In the UK, the “magic circle” firms have been hit by US rivals — Kirkland & Ellis, Latham & Watkins and Paul Weiss, among others — building on their success at home. The UK firms have tried with varying degrees of success to pitch both their partners and associates on their ostensibly better culture and lifestyle in London relative to the US firms, even if pay is somewhat lower.

Some predict emerging technology will put the brake on the escalation in legal expenses. One law firm in the US top 10, measured by revenue, told the FT that management consultants it had hired had envisioned that artificial intelligence-powered automation and workflow tools could eliminate two-thirds of junior litigation associates, whose typical responsibility is manual document review.

While such deep reductions may not pan out, the role of junior lawyers is still set to change.

Some US states are considering following the lead of Arizona in allowing private equity and other “non-lawyers” to invest further in law firms, encouraged under its local “alternative business structure” licences. The hope is that new kinds of professional services firms, with fresh capital and innovative management, can better deliver integrated services — such as accounting and wealth management — that collectively are cheaper.

But these new business models are not expected to reach the upper levels of the industry soon. For now, top law firms will keep paying the multimillion-dollar “golden hello” sign-on guarantees.

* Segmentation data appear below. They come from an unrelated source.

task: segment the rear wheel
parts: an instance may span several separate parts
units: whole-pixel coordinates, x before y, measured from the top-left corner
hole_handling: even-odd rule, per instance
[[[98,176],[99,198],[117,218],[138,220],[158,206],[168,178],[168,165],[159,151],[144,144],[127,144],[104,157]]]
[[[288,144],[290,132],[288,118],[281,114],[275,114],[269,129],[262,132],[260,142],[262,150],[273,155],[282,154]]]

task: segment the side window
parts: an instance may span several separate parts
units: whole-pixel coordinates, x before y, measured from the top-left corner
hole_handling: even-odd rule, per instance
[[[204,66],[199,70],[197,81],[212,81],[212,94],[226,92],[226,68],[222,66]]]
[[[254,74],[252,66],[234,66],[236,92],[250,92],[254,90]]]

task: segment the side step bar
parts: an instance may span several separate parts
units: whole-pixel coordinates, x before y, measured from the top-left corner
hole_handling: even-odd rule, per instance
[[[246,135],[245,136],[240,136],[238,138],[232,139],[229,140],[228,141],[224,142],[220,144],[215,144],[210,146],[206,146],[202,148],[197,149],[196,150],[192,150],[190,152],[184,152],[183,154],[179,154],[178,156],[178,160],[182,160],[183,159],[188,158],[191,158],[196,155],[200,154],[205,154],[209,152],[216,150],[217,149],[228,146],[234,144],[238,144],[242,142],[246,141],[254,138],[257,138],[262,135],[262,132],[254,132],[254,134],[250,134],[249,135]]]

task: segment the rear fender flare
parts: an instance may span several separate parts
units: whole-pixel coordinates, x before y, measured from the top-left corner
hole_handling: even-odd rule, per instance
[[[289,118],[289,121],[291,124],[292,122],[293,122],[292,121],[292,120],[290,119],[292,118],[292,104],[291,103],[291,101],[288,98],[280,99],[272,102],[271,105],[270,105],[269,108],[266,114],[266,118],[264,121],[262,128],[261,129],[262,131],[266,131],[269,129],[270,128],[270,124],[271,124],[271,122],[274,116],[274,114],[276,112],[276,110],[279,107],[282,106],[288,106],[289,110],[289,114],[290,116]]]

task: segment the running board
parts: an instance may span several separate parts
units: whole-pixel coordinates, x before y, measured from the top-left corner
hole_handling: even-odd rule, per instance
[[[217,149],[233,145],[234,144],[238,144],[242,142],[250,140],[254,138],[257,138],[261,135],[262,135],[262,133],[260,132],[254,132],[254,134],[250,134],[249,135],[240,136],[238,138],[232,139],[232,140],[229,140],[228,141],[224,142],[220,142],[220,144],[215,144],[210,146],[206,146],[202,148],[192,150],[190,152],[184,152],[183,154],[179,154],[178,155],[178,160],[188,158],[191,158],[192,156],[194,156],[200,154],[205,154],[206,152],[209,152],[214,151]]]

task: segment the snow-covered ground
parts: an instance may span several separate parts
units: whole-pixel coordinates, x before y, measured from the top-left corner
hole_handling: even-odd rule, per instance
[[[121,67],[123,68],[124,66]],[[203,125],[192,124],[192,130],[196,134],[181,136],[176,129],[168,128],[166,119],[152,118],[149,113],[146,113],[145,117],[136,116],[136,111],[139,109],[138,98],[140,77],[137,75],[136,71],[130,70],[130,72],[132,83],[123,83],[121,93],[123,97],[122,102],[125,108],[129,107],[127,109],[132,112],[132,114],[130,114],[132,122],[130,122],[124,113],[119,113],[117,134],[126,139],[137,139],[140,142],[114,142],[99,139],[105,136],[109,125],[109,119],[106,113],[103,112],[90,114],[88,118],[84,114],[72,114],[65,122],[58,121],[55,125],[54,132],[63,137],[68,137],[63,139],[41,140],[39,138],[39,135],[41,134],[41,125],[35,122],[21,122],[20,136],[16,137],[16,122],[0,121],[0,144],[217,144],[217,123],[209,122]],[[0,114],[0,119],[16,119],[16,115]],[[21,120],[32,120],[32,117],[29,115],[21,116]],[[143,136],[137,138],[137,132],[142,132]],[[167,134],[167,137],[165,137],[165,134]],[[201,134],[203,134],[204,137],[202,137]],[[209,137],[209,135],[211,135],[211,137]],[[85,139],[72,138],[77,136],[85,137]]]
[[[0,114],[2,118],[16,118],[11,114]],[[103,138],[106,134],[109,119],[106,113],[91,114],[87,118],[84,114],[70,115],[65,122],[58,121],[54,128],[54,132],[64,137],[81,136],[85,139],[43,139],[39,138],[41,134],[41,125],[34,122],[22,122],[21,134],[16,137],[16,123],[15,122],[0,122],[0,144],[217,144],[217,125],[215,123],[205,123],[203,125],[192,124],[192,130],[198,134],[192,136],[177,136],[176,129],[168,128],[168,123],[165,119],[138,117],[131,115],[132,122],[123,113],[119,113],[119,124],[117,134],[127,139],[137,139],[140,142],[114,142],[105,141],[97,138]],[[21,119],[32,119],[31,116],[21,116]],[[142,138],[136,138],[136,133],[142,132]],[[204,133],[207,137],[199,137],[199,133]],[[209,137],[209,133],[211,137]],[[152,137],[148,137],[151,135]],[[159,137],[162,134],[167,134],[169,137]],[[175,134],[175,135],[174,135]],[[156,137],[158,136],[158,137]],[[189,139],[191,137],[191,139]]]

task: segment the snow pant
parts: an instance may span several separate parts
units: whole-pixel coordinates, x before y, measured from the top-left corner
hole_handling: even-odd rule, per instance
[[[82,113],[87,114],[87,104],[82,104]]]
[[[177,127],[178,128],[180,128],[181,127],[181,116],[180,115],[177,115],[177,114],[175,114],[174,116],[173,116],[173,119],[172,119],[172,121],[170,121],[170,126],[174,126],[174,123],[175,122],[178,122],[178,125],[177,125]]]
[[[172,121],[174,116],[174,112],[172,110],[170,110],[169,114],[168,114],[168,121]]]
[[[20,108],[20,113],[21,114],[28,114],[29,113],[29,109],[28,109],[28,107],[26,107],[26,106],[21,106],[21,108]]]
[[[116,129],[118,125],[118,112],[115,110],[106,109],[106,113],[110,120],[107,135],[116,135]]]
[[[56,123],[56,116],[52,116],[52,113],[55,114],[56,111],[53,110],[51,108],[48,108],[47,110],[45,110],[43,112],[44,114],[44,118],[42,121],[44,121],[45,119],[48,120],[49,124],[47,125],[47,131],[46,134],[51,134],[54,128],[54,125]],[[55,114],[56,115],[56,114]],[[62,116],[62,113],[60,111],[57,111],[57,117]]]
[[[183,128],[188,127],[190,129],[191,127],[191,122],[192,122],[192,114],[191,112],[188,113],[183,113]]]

At the same time, they are doing more homework to avoid mistakes or making poor signings. Lengthy due diligence includes questionnaires and financial analysis to carefully forecast the client revenue that is to accompany the defecting lawyers, to avoid recruitment deals going sour.

The question remains over the point at which a client in high finance will ultimately reject billing rates that are far outpacing inflation.

“It’s never good to be paid more than the clients,” says Tim Jeveons, a managing director of partner recruitment at Major, Lindsey & Africa.